Procurou algum vidro ou espelho onde pudesse se ver refletido. Numa grande e
quieta poça de água, viu sua cara monstruosa. Com um grito aterrador correu rumo
a um matagal próximo. Estava confuso e com medo.
Bruno
e Adenair ouviram o grito, mas não deram muita
importância.
-
Você pode se abrir comigo, Bruno. Sei tudo a respeito de
Jeitosinha.
-
Tudo? Surpreendeu-se.
-
Sim... Ela é uma vítima, tanto quanto você...
Pelo
comentário, Bruno percebeu que talvez Adenair não soubesse que a irmã era uma
prostituta.
-"Se
ela conseguiu me enganar, porque não enganaria o irmão?"
Perguntou-se.
Tombando
diante da pressão, Bruno chorou convulsivamente. Adenair puxou-o em direção ao
peito, abraçando-o e acariciando seus cabelos. Bruno pôde perceber que o toque e
o suave perfume do rapaz lembravam muito os de sua irmã. Sentiu-se confortável
por alguns minutos. Enxugando as lágrimas, Bruno viu bem de perto os olhos de
Adenair, tão parecidos com os de Jeitosinha. Só então se deu conta de que algo
estranho acontecia ali, o apoio que estava recebendo, mais físico e mudo do que
um simples diálogo, não é comum entre os homens.
-
Adenair, porque você me abraçou deste jeito? Perguntou, temendo
resposta.
Num
matagal a poucos metros, Ambrósio começava a se dar conta de quem era. Talvez
por um bloqueio, causado pela morte violenta ou pelo processo utilizado para
trazê-lo de volta à vida, não associava o travesti loiro a sua amada Jeitosinha.

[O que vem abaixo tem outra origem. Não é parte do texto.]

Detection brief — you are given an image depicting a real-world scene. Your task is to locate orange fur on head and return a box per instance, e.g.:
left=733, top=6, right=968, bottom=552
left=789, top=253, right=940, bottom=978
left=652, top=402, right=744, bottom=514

Mas já sabia que ele era o chefe daquela casa que reconhecera, e que estava
deformado por alguma terrível razão, a mesma pela qual sentia-se impelido a
manter-se escondido.
Na
varanda da casa, Adenair começava sua revelação. Cada palavra pronunciada doía
como um parto.
-
Bem, Bruno... Também tenho um segredo...
Será
que Bruno e Adenair... Hummm... Será?
E
Ambrósio? Vai querer
vingança?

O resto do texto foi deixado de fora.